For details type `warranty'.
obase=2
123
1111011
1234567890
1001001100101100000001011010010
12345678901234567
101011110111000101010001011101011010110100101110000111
$
When I compile this with the largest value possible for a 64 bit machine, nothing shows up for my binary value.
$ bc 1.06
Copyright 1991-1994, 1997, 1998, 2000 Free Software Foundation, Inc.
This is free software with ABSOLUTELY NO WARRANTY.
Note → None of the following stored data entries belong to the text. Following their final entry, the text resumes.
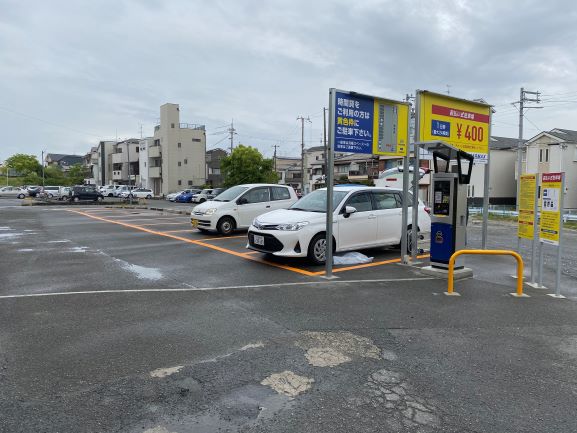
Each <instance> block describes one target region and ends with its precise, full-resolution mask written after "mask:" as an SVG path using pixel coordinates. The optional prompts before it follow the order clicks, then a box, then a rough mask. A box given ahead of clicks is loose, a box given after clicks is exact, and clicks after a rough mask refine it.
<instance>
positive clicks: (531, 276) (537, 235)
mask: <svg viewBox="0 0 577 433" xmlns="http://www.w3.org/2000/svg"><path fill="white" fill-rule="evenodd" d="M538 201H539V175H538V174H535V197H534V199H533V241H532V244H531V284H535V266H536V263H537V243H538V242H539V230H538V229H539V206H538V204H537V203H538Z"/></svg>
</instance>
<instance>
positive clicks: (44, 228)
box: [0, 200, 577, 433]
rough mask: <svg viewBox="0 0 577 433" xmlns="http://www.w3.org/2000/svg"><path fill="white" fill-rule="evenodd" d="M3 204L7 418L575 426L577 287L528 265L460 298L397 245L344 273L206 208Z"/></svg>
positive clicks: (101, 430) (37, 429) (454, 426)
mask: <svg viewBox="0 0 577 433" xmlns="http://www.w3.org/2000/svg"><path fill="white" fill-rule="evenodd" d="M0 206H1V208H0V216H1V218H0V221H1V222H0V257H1V258H2V260H1V262H0V383H1V384H2V386H1V387H0V413H1V414H2V417H1V418H0V431H2V432H4V431H6V432H11V433H12V432H30V431H43V432H113V431H116V432H146V433H166V432H169V433H171V432H177V433H184V432H202V433H205V432H222V431H228V432H294V431H299V432H319V431H335V432H347V433H348V432H366V431H395V432H417V431H418V432H433V431H435V432H455V433H456V432H459V433H461V432H495V431H507V432H541V431H547V432H564V433H565V432H568V431H574V430H575V427H576V425H575V420H574V416H573V415H572V414H573V403H572V402H573V401H574V398H575V393H576V392H577V388H576V385H575V384H576V383H577V376H576V375H575V370H574V361H575V353H576V352H575V345H576V343H575V342H576V341H577V340H576V338H577V315H576V314H575V313H577V309H576V308H575V302H574V300H573V299H569V300H554V299H552V298H550V297H548V296H546V292H545V291H542V290H541V291H540V290H533V289H528V290H527V293H529V294H530V295H531V297H530V298H526V299H515V298H512V297H510V296H508V293H509V292H511V291H513V288H514V281H513V280H512V279H511V278H510V277H509V276H508V275H509V274H511V273H512V270H513V269H514V265H513V264H512V263H510V264H509V263H505V262H504V261H500V262H499V261H493V260H489V261H487V262H482V261H481V260H479V261H471V264H472V265H473V266H474V268H475V272H476V277H475V279H469V280H466V281H459V282H458V283H457V290H458V291H459V292H460V293H461V295H462V296H461V297H460V298H448V297H445V296H443V295H442V292H443V291H444V290H446V281H444V280H437V279H433V278H430V277H426V276H424V275H421V274H420V273H419V272H418V270H417V269H415V268H412V267H406V266H402V265H400V264H398V256H399V251H398V250H395V249H382V250H369V251H364V253H366V254H367V255H369V256H372V257H374V262H373V263H370V264H368V265H354V266H342V267H337V268H335V275H337V276H338V277H339V278H338V279H336V280H333V281H328V280H326V279H323V278H322V275H323V268H322V267H318V266H311V265H310V263H308V262H307V261H305V260H280V259H275V258H273V257H269V256H266V255H264V254H261V253H256V252H254V251H250V250H247V249H246V248H245V245H246V233H242V232H241V233H236V234H234V235H233V236H229V237H222V236H218V235H212V234H201V233H200V232H198V231H196V230H194V229H192V228H191V225H190V218H189V217H188V216H187V215H180V214H175V213H170V212H161V211H153V210H149V209H122V208H105V207H102V206H54V207H50V206H47V207H32V208H26V207H21V206H20V203H19V202H18V201H17V200H14V201H12V200H2V201H0ZM168 206H170V205H168ZM478 231H479V230H478V227H476V226H474V227H472V235H471V239H472V242H473V243H475V242H478V238H477V234H478ZM507 231H510V229H507V228H506V227H505V228H500V227H499V226H495V227H492V233H495V237H494V239H495V240H496V241H497V239H498V242H504V236H505V233H506V232H507ZM423 260H424V261H426V258H423ZM574 282H575V279H574V278H573V277H572V276H571V275H565V283H566V286H567V287H569V286H572V287H574ZM566 293H568V294H569V291H567V292H566ZM571 298H573V297H572V296H571Z"/></svg>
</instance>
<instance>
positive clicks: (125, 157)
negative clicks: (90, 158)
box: [111, 138, 140, 185]
mask: <svg viewBox="0 0 577 433" xmlns="http://www.w3.org/2000/svg"><path fill="white" fill-rule="evenodd" d="M139 152H140V140H139V139H137V138H129V139H128V140H124V141H119V142H118V143H116V146H115V151H114V153H112V155H111V158H112V183H114V184H117V185H139V184H140V162H139Z"/></svg>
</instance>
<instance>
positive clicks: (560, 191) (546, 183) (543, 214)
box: [539, 173, 563, 245]
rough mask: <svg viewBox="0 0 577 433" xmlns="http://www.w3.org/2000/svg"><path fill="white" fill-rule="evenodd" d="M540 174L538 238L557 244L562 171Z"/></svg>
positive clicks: (558, 241) (558, 228)
mask: <svg viewBox="0 0 577 433" xmlns="http://www.w3.org/2000/svg"><path fill="white" fill-rule="evenodd" d="M541 176H542V177H541V224H540V230H539V238H540V239H541V241H542V242H545V243H547V244H551V245H559V230H560V228H561V210H562V209H561V199H562V197H561V195H562V191H561V188H562V185H563V173H543V174H542V175H541Z"/></svg>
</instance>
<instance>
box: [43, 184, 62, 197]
mask: <svg viewBox="0 0 577 433" xmlns="http://www.w3.org/2000/svg"><path fill="white" fill-rule="evenodd" d="M42 190H43V192H44V194H45V196H46V197H48V198H59V197H60V187H59V186H45V187H43V188H42Z"/></svg>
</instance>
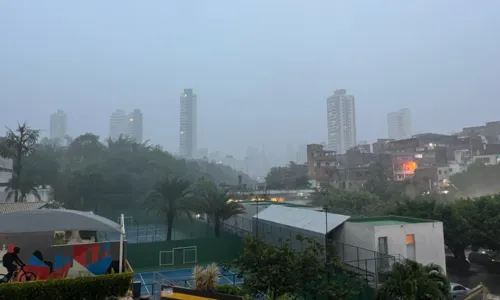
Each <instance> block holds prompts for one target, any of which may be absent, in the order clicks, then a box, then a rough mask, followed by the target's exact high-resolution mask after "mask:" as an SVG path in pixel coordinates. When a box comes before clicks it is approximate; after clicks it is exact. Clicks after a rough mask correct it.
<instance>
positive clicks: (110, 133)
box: [108, 109, 143, 143]
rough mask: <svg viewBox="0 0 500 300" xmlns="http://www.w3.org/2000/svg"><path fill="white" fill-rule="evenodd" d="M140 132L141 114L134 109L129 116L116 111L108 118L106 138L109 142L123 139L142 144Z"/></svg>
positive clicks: (130, 113)
mask: <svg viewBox="0 0 500 300" xmlns="http://www.w3.org/2000/svg"><path fill="white" fill-rule="evenodd" d="M142 130H143V129H142V113H141V111H140V110H139V109H134V110H133V111H132V112H131V113H129V114H127V113H126V112H125V111H123V110H121V109H117V110H115V111H114V112H113V113H112V114H111V116H110V117H109V134H108V137H109V138H110V139H111V140H114V141H116V140H118V139H119V138H120V137H123V138H129V139H131V140H133V141H135V142H137V143H142V135H143V132H142Z"/></svg>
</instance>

For details type `warranty'.
2^63-1
9223372036854775807
quit
$ ./bd
Enter the decimal to be converted:
9223372036854775807
The dec number is: 9223372036854775807
The binary of the given number is: 111111111111111111111111111111111111111111111111111111111111111
$
If you choose a larger value for the largest value that can be represented, all bets are off; you may get a 0 back from cin >> dec; and the code does not handle 0 properly.
Prelude
The original code in the question was:
#include <iostream>
using namespace std;
int main()
{
int rem,i=1,sum=0;
long long int dec = 9223372036854775808; // = 2^63 9223372036854775807 = 2^63-1
cout<<"The dec number is"<<dec<<endl;
while(dec>0)
{
rem=dec%2;
sum=sum + (i*rem);
dec=dec/2;
i=i*10;
}
cout<<"The binary of the given number is:"<<sum<<endl;
return 0;
}
I gave this analysis of the earlier code:
You are multiplying the plain int variable i by 10 for every bit position in the 64-bit number. Given that i is probably a 32-bit quantity, you are running into signed integer overflow, which is undefined behaviour. Even if i was a 128-bit quantity, it would not be big enough to handle all possible 64-bit numbers (such as 263-1) accurately.